Why E.J. Dionne is proud to be an American

Who would like to guess the subject of E.J. Dionne’s column today? Yup, it’s a “truth to power” riff regarding Secretary Rumsfeld’s meeting with our troops in Kuwait. The questions that several of them put to Rumsfeld make Dionne “proud to be an American.” I don’t recall any similar professions of pride when our soldiers liberated Iraq and Afghanistan and retook Fallujah.
As is so often the case, Dionne begins his column with a falsehood. He says that the troops at the session with Rumsfeld “threw away the script.” But the great thing about the meeting (something that makes me proud to be an American) is that there was no script. As far as appears, the only attempt to choreograph the meeting occurred when a Chattanooga reporter manipulated the process to have a question about armored vehicles posed.
Dionne goes on to attack Rumsfeld for not making sure the armed forces were “adequately prepared and equipped before they started the war.” Is it Dionne’s liberalism or his dishonesty that prevents him from recognizing that one cannot know before a war starts how much armor our forces will need, and one cannot wait until there is certainty that they have enough before commencing hostilities? Whether the military presently is doing all it reasonably can to procure what we now know we need is a separate question, and one to which Dionne doesn’t know the answer.

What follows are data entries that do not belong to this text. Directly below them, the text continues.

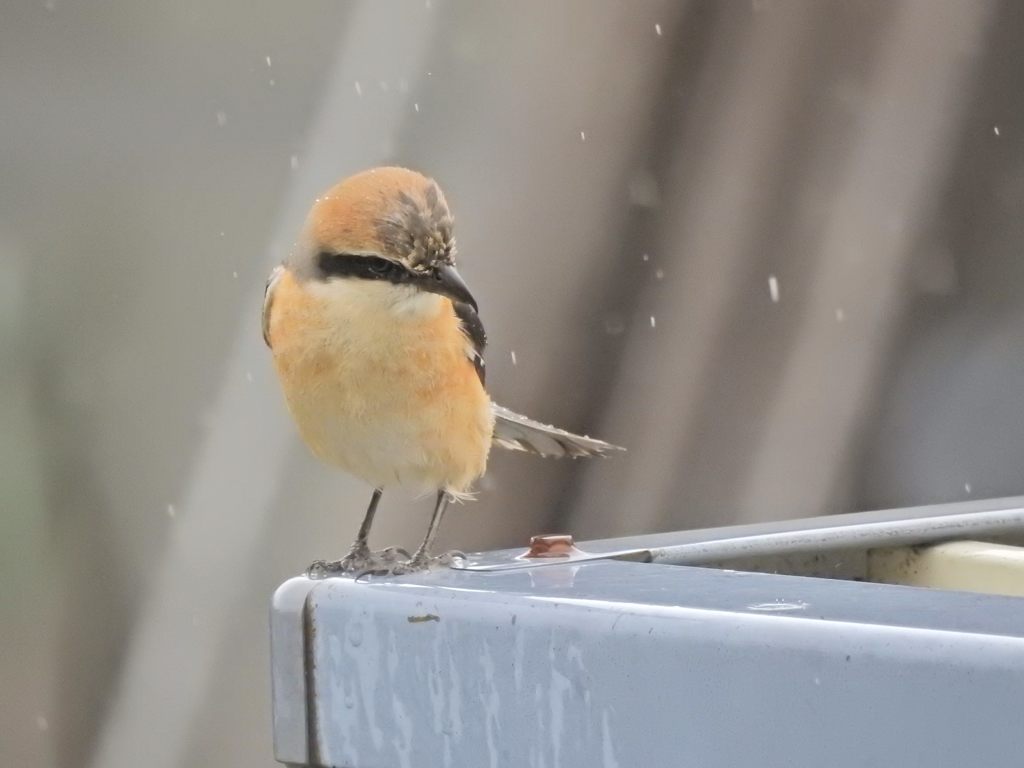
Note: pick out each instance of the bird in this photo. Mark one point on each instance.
(378, 345)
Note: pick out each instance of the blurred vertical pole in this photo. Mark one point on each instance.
(786, 388)
(894, 173)
(227, 507)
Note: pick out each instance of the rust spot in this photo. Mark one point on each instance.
(424, 617)
(552, 545)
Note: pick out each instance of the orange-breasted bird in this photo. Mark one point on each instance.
(379, 348)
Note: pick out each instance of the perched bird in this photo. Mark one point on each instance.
(379, 348)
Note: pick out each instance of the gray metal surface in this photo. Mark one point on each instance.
(627, 664)
(814, 537)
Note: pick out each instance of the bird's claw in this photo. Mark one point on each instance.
(420, 563)
(358, 562)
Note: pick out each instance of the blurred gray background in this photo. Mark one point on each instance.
(770, 246)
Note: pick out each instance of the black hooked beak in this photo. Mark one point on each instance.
(443, 280)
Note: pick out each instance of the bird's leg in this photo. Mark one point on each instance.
(421, 559)
(358, 558)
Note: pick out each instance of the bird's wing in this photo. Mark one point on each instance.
(271, 283)
(519, 433)
(473, 328)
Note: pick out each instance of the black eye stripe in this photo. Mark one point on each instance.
(365, 267)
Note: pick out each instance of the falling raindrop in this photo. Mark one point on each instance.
(613, 325)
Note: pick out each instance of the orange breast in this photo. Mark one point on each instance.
(379, 383)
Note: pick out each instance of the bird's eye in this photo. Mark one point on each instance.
(381, 267)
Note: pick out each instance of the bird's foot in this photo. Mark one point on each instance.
(359, 562)
(419, 563)
(358, 559)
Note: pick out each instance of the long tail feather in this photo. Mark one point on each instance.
(516, 432)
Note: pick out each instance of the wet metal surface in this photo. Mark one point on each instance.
(628, 664)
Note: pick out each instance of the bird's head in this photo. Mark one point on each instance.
(385, 224)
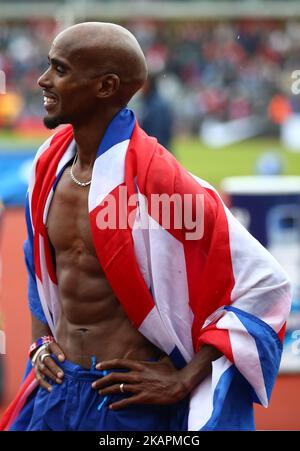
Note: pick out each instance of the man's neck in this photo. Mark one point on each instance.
(89, 136)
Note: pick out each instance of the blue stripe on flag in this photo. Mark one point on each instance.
(120, 129)
(33, 295)
(232, 404)
(268, 345)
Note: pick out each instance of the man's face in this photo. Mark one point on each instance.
(69, 92)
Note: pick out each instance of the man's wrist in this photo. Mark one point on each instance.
(198, 368)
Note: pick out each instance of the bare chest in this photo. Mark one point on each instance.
(68, 223)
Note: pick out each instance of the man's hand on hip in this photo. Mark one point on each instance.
(45, 366)
(148, 382)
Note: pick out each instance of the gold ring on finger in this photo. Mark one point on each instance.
(44, 356)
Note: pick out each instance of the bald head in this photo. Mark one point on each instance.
(105, 48)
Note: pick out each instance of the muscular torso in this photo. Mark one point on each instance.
(92, 321)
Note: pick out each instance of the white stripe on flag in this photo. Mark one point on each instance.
(108, 173)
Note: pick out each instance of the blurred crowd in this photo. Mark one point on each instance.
(224, 70)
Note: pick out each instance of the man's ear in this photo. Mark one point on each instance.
(108, 85)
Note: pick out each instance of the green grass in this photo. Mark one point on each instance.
(238, 159)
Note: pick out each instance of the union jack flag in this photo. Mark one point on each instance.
(223, 289)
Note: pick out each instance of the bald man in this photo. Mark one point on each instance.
(105, 355)
(94, 70)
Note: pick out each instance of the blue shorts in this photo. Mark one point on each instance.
(75, 406)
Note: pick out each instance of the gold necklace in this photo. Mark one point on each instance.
(73, 176)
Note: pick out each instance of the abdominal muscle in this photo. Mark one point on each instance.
(92, 321)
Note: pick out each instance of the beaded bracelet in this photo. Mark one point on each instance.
(45, 340)
(37, 353)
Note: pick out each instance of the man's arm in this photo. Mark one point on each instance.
(155, 382)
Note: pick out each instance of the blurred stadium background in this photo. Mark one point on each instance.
(227, 71)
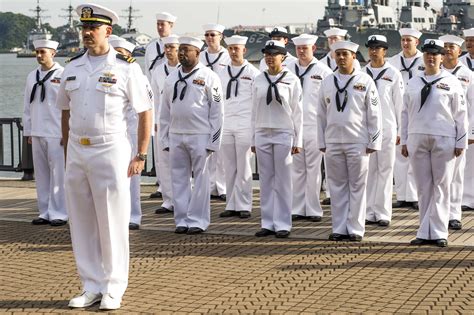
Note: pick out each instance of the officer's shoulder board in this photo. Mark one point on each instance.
(127, 59)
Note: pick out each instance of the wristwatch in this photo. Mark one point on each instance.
(142, 156)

Dionne is equally off-base in his discussion of “stop-loss.” Rumsfeld’s answer on this issue was straightforward and unassailable — stop-loss is well understood by those who volunteer. Unable to dispute this, Dionne returns to his claim that the administration is forced to use stop-loss because it didn’t anticipate how tough the war would be. Dionne presents no evidence that this is the case — it’s altogether possible that Rumsfeld and others expected they might well have to use stop-loss in order to proceed with “the army they had.” In any event, I don’t see how any administration could have known in advance precisely how tough or not tough this military action would be.
As I said yesterday, the questions asked of Rumsfeld were good and important ones. I’m glad they were posed. But Dionne’s attempt to convert them into transcendent political questions amounts to another one of his misguided partisan adventures. It brings to mind John Kerry’s attempts to hold Bush accountable for battlefields mishap and procurement problems. The American voters were not persuaded, and among the least persuaded were our brave soldiers who, by all accounts, voted overwhelmingly for President Bush.